Break the Love Breaks the Glass Ceiling, Offers Safe Space for Female “Everyday Athletes”

Trisha Goyal, a young CEO turned tennis accessibility advocate, talks about how her startup makes it easier for athletes to play tennis.

By Eva McCord

Trisha Goyal, the founder of tech platform Break the Love who was previously heralded by Business Insider as one of sport’s youngest CEOs, plays tennis “like a girl.”

In just under four years after its birth in 2019, Break the Love has transcended its core service as an accessible, comprehensive online hub for connecting like-minded and similarly skilled tennis players, now standing as the catalyst motivating and empowering a new wave of women taking up the sport. Collaboration lies at the heart of Break The Love, from the platform’s promotional language to its progression to success, and it pushes back against the gatekeeping, elitism, and sexism that has potential players turning their backs on the court.

“Myself, being a female athlete and founder, know what it’s like to feel the pressure of being in an industry that is male dominated,” Goyal said. “Break The Love makes it easy for those just starting out in their athletic careers to build a community around them who are probably starting out as well!”

After having taken a hiatus from the tennis as a busy working adult, Goyal hoped to reignite her passion for the sport after a big move, but the difficulty of finding available courts and willing players posed a significant challenge. Born from that frustration, Break the Love simply aims to help people “get out and play tennis.” The platform’s mission specifically speaks to female athletes, according to Goyal, by empowering them through technology such as Break the Love’s New York City permit system, access to tennis education, and safety features particularly for women, girls, and minorities in public play spaces.

“I was motivated to create this space for everyday athletes because of the lack of accessibility there is when it comes to tennis play.
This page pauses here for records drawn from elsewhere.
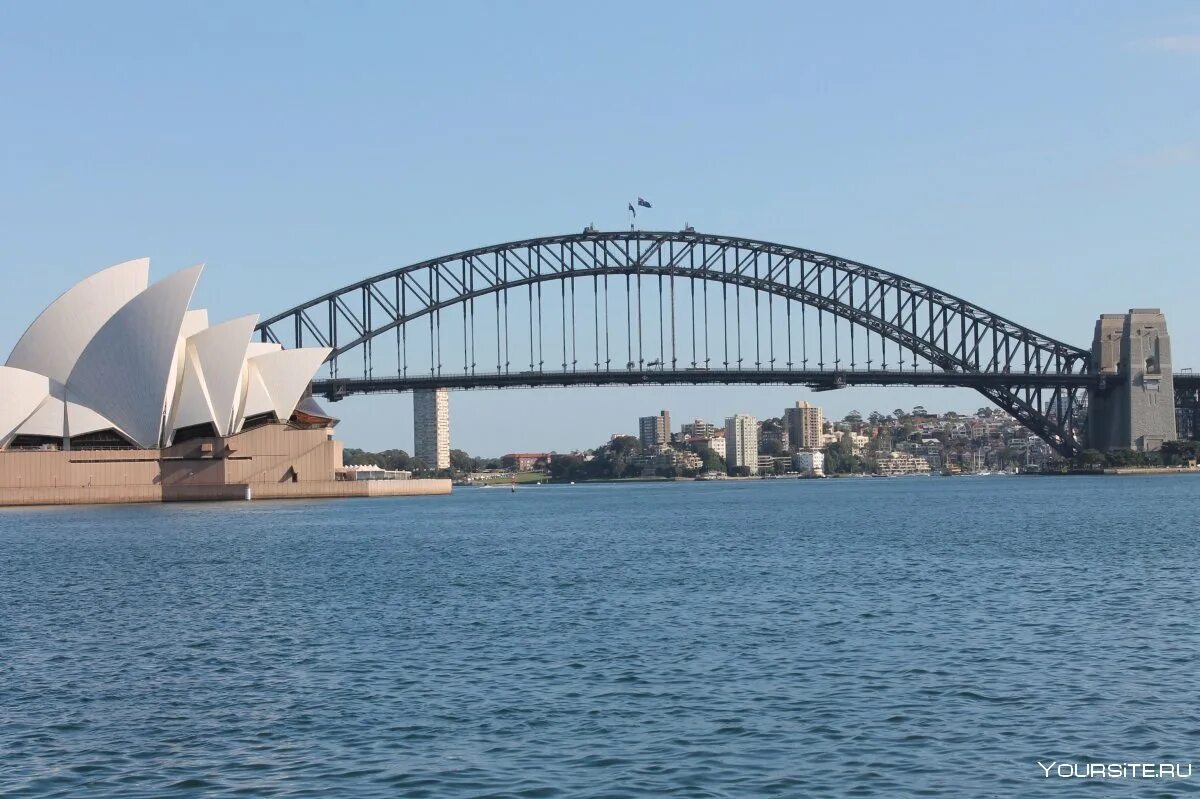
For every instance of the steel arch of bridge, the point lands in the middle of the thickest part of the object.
(1039, 380)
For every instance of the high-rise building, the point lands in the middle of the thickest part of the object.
(431, 427)
(654, 431)
(697, 427)
(804, 424)
(742, 442)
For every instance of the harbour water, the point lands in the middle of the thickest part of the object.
(904, 637)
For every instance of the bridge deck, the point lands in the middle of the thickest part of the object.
(820, 379)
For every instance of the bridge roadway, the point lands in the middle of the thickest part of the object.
(820, 379)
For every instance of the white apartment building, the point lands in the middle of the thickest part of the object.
(431, 427)
(654, 432)
(699, 427)
(810, 462)
(903, 463)
(742, 442)
(804, 424)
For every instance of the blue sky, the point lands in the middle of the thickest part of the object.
(1041, 160)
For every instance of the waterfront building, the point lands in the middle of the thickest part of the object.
(654, 432)
(742, 442)
(527, 461)
(810, 462)
(699, 427)
(671, 458)
(804, 425)
(897, 463)
(774, 432)
(120, 392)
(715, 443)
(431, 427)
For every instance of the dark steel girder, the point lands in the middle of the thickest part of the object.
(917, 317)
(340, 388)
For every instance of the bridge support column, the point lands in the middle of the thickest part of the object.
(431, 427)
(1135, 410)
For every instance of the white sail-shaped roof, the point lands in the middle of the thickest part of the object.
(286, 374)
(193, 323)
(53, 343)
(83, 420)
(192, 404)
(49, 420)
(258, 398)
(21, 394)
(125, 371)
(55, 418)
(221, 355)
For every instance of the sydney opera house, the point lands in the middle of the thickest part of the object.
(120, 392)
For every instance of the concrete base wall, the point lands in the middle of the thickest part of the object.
(269, 462)
(1137, 409)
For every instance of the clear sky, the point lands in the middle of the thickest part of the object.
(1039, 158)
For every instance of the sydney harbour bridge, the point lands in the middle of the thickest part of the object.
(683, 307)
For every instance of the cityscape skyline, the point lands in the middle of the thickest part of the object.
(295, 162)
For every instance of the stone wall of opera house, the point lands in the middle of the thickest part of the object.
(270, 462)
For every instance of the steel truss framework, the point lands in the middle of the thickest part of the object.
(886, 317)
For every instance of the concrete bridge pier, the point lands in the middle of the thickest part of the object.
(1135, 409)
(431, 427)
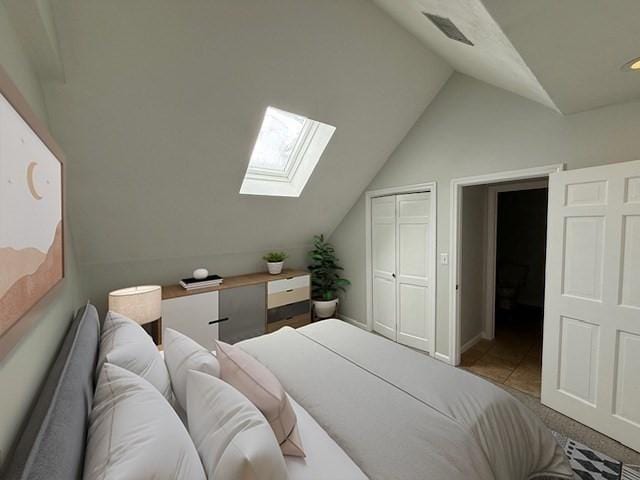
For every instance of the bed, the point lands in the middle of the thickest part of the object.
(400, 414)
(366, 408)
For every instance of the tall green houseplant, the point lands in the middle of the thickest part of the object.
(326, 281)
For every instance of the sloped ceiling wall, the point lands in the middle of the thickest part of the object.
(162, 104)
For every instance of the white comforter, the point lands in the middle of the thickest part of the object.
(402, 415)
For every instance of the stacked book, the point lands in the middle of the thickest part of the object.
(194, 284)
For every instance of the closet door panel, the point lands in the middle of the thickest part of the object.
(383, 251)
(413, 263)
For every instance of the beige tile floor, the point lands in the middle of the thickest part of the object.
(513, 358)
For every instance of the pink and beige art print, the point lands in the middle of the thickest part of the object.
(31, 243)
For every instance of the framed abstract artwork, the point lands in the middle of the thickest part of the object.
(31, 212)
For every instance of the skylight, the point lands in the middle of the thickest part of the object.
(287, 150)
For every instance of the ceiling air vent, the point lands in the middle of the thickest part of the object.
(447, 27)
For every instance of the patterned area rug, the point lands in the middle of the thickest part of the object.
(589, 464)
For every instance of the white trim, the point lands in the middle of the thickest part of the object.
(417, 188)
(442, 357)
(455, 209)
(354, 322)
(490, 266)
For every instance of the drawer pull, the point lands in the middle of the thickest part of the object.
(212, 322)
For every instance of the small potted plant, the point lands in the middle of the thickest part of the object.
(275, 261)
(326, 281)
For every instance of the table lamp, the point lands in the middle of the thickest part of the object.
(141, 304)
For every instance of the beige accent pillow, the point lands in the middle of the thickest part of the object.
(134, 433)
(258, 384)
(125, 343)
(232, 437)
(182, 354)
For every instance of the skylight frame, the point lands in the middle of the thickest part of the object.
(293, 162)
(305, 155)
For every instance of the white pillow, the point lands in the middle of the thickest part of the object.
(233, 438)
(182, 354)
(134, 433)
(125, 343)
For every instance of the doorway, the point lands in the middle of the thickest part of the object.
(509, 349)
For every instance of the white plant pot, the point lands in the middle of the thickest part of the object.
(275, 267)
(325, 308)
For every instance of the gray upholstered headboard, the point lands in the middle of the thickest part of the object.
(52, 443)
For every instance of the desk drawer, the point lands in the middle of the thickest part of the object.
(288, 311)
(275, 286)
(288, 296)
(294, 322)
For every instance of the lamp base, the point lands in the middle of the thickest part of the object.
(154, 329)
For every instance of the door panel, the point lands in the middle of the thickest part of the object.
(383, 251)
(413, 310)
(591, 354)
(584, 243)
(630, 290)
(384, 306)
(413, 283)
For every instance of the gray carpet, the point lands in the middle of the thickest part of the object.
(575, 430)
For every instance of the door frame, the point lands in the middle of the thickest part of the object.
(455, 243)
(489, 323)
(400, 190)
Break The Love allows you to connect with other players at your skill level and find local courts to play. What drives me and the space I have created is knowing that the sport I am so passionate about can easily be someone else's newest passion by how easy and accessible it is,” Goyal said.

And yet, Break the Love’s seemingly unending accolades—including, but not limited to, being the recently announced official tennis partner of luxury fitness company Equinox—are not the only reasons Goyal has been celebrating this summer. This past June also marked the 50th anniversary of Title IX’s passage into law, which has since profoundly transformed women’s athletics by guaranteeing women “the right to equal opportunity in sports in educational institutions,” according to the Women’s Sport Foundation. Additionally, tennis was the first sport to adopt the practice of actively extending equal rights to women in sports.

In honor of the anniversary, Goyal along with the rest of Break the Love collaborated with Wilson and the Michelle Obama Tennis Center to host not only girls’ and women’s tennis rallies but a conversation of Gender Equity to Sport & Education with pro players—just three events of an inclusive series of female-centric programming around the country.

“The Title IX programming was so exciting to prepare for, Break The Love has gotten to work with some incredible partners to bring these events to life,” Goyal said. “Wilson Sporting Goods being our partner for our panel event in Chicago was such a highlight, seeing as though we got to host it at their first ever store. I was honored to have worked with a company like Wilson whose messaging aligns with what Break The Love is all about, the love of the game.”

Panelists included professional MMA Fighter Bi Nguyen, professional tennis player and tennis channel commentator Taylor Townsend, two-time doubles Grand Slam champion and USTA Board of Directors member Vania King, and education empowerment activist and author Vee Kativhu.

“I am thrilled to be working with incredible people and companies who are just as excited about what Break The Love is,” Goyal said. “I am inspired by the women who so graciously spoke at our panel in Chicago about their journeys and what it took for them to excel in their industries—Townsend, King, Nguyen, and Kativhu— who moderated the panel.”

And yet, the work isn’t over for Goyal, with Break the Love already preparing for their next Chicago-based event on July 27, a women’s tennis rally at the Michelle Obama Tennis Center at the Whitney Young Magnet High School. The event will be held from 5:30 p.m. to 7 p.m., with a girls’ rally the following day on July 28.

When asked what it means to “play like a girl,” Goyal answered with grace: to play like a girl is to play.

“Women are strong and tough players when it comes to the game, and since the sport industry is so male-dominated, it’s important to know that this stereotype is becoming outdated,” Goyal said. “Our goal is to showcase ‘everyday athletes,’ which is everybody, everywhere!”